Multiparametric MRI-Based Deep Learning and Radiomics for Predicting Progression-Free Survival Benefit in Patients with Hepatocellular Carcinoma Treated with Immunotherapy and Targeted Therapy Plus Transarterial Chemoembolization: A Bicentric Study.
Authors
Affiliations (6)
Affiliations (6)
- Department of Radiology, Postdoctoral Station of Clinical Medicine, The Third Xiangya Hospital, Central South University, Changsha, China (W.K); Department of Radiology, The Third Xiangya Hospital, Central South University, Changsha, China (W.K., X.Z., P.R); Department of Interventional Therapy, National Cancer Center/National Clinical Research Center for Cancer/Cancer Hospital, Chinese Academy of Medical Sciences and Peking Union Medical College, Panjiayuan Nanli 17# Chaoyang District, Beijing, China (W.K., Y.L., S.W., H.L., Z.Y.).
- Department of Interventional Therapy, National Cancer Center/National Clinical Research Center for Cancer/Cancer Hospital, Chinese Academy of Medical Sciences and Peking Union Medical College, Panjiayuan Nanli 17# Chaoyang District, Beijing, China (W.K., Y.L., S.W., H.L., Z.Y.).
- Department of Radiology, The Third Xiangya Hospital, Central South University, Changsha, China (W.K., X.Z., P.R).
- Department of Interventional Radiology, The Affiliated Cancer Hospital of Guizhou Medical University, Guiyang, China (Q.L.).
- Department of Interventional Radiology, The First Affiliated Hospital, Soochow University, Suzhou, China (X.Z.).

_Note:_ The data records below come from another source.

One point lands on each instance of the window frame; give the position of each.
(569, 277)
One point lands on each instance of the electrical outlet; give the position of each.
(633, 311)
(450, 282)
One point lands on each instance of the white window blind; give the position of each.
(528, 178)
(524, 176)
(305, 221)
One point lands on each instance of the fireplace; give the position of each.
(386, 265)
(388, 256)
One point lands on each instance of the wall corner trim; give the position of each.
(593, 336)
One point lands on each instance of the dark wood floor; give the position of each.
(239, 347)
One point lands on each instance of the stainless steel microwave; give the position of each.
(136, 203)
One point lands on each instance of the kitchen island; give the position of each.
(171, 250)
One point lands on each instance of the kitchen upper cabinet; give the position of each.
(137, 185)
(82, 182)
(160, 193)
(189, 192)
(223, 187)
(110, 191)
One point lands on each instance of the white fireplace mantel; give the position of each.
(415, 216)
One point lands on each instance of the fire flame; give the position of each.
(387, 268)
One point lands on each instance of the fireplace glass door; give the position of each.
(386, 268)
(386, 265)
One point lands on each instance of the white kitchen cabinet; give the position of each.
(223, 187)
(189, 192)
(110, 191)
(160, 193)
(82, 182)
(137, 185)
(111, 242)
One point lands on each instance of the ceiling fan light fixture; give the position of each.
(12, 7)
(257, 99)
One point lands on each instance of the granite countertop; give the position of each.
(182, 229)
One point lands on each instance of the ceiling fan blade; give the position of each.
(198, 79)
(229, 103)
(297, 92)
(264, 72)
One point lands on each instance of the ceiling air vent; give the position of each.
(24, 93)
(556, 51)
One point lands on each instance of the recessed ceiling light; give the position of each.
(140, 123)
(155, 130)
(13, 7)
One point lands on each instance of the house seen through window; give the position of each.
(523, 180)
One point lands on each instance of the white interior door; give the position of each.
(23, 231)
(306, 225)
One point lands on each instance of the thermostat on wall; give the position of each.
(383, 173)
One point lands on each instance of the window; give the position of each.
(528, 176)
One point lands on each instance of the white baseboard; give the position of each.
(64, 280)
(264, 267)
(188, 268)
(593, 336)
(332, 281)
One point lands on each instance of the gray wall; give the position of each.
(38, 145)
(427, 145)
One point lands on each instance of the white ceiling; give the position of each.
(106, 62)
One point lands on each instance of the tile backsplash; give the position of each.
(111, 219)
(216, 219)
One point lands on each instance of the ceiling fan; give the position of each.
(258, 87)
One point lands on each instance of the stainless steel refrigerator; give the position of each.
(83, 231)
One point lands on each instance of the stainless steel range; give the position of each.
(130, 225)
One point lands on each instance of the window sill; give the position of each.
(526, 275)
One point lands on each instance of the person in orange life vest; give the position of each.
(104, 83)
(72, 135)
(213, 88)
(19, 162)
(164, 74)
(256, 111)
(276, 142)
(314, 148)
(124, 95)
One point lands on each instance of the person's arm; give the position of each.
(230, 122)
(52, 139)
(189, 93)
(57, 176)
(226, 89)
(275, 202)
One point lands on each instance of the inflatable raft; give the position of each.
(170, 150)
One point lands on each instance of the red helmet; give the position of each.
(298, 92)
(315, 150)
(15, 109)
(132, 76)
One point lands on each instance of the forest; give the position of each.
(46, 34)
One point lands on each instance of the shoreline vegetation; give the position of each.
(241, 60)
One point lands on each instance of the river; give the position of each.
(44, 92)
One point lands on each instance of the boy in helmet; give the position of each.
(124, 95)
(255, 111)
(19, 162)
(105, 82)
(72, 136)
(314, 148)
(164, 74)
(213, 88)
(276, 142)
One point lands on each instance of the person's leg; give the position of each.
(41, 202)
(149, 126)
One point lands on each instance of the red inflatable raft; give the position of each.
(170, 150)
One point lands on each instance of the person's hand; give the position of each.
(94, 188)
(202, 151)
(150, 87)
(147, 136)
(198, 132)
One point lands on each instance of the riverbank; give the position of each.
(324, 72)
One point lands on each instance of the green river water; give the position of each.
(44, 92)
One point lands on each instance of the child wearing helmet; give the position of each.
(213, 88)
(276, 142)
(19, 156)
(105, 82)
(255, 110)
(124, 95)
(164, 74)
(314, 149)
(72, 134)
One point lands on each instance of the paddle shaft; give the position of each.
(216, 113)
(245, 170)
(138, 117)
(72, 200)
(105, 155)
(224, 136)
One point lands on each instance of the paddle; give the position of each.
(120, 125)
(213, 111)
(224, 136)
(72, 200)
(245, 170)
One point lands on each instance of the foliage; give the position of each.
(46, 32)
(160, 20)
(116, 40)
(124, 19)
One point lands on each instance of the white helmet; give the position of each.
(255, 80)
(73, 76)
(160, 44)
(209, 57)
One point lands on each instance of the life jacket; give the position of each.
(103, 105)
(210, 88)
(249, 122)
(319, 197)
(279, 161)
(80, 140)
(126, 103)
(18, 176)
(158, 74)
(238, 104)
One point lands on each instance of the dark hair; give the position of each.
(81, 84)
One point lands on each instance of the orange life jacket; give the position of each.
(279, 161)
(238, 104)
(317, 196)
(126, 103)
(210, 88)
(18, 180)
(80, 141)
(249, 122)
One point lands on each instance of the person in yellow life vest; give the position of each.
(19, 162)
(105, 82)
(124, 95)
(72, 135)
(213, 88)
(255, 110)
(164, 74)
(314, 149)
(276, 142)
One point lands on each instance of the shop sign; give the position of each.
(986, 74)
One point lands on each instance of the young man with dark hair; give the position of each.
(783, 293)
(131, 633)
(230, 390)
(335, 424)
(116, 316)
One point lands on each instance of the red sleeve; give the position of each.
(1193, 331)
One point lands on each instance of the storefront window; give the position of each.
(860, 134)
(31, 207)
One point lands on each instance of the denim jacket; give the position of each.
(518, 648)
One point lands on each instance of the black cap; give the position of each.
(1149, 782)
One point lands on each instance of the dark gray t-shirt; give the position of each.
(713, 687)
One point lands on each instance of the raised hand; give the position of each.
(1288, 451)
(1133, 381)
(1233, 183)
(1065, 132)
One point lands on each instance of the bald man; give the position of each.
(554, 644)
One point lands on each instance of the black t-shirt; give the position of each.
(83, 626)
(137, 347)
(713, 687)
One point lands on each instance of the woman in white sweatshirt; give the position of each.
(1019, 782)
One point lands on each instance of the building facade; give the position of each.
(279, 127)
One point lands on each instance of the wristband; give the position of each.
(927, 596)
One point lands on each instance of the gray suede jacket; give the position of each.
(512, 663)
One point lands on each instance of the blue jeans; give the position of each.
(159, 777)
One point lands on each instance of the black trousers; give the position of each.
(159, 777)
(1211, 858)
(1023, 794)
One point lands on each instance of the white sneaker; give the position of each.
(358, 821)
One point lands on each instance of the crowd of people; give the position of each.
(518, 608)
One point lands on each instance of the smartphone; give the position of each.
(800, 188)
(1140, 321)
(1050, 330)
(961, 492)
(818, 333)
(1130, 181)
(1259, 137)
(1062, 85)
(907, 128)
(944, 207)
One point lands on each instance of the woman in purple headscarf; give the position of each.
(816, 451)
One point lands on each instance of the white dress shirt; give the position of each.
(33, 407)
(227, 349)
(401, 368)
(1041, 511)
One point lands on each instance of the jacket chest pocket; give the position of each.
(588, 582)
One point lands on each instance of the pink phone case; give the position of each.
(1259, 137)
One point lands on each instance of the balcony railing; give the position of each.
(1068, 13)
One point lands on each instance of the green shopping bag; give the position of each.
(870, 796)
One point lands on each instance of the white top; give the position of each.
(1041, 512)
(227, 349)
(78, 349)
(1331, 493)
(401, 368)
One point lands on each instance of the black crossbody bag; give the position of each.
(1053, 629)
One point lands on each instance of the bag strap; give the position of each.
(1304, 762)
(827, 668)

- Department of Interventional Therapy, National Cancer Center/National Clinical Research Center for Cancer/Cancer Hospital, Chinese Academy of Medical Sciences and Peking Union Medical College, Panjiayuan Nanli 17# Chaoyang District, Beijing, China (W.K., Y.L., S.W., H.L., Z.Y.). Electronic address: [email protected].
Abstract
The non-invasive biomarkers for predicting progression-free survival (PFS) in patients with hepatocellular carcinoma (HCC) treated with immunotherapy and molecular targeted therapy combined with transarterial chemoembolization (IMT-MTT-TACE) are urgently needed to identify individuals who are likely to benefit from this treatment regimen. This study aims to develop a non-invasive imaging biomarker for predicting PFS in patients with HCC receiving IMT-MTT-TACE, leveraging the integration of deep learning, radiomics, and clinical factors. This study included 180 patients with HCC who were treated with IMT-MTT-TACE at two medical centers. Radiomic features were extracted from six sequences of multiparametric magnetic resonance imaging. Deep learning features were extracted based on the ResNet50 algorithm. A Cox regression combined model was developed by integrating significant clinical, radiomics, and deep learning features. Model performance was evaluated using the concordance index (C-index) and time-dependent receiver operating characteristic (ROC) analysis area under the curve (AUC). The C-reactive protein and alpha-fetoprotein in immunotherapy (CRAFITY) score was identified as an independent predictor of PFS (P < 0.05). In three cohorts, the C-index values for the deep learning model were 0.757, 0.751, and 0.744, respectively. The C-index values for the combined model were 0.803, 0.746, and 0.744, respectively. In the time-dependent ROC curve analysis predicting 1-year PFS, the AUC values for the combined model were 0.934 (95% confidence interval [CI]: 0.881-0.986), 0.842 (95% CI: 0.699-0.984), and 0.862 (95% CI: 0.725-0.998). The deep learning-based combined model demonstrated good predictive performance and exhibited strong robustness and generalizability. The integration of CRAFITY score, radiomics, and deep learning features contributed to predicting PFS for patients with HCC undergoing IMT-MTT-TACE. This combined model holds promise for enabling precise pretreatment risk stratification and optimizing monitoring protocols, thereby guiding prognosis assessment and individualized clinical treatment decisions.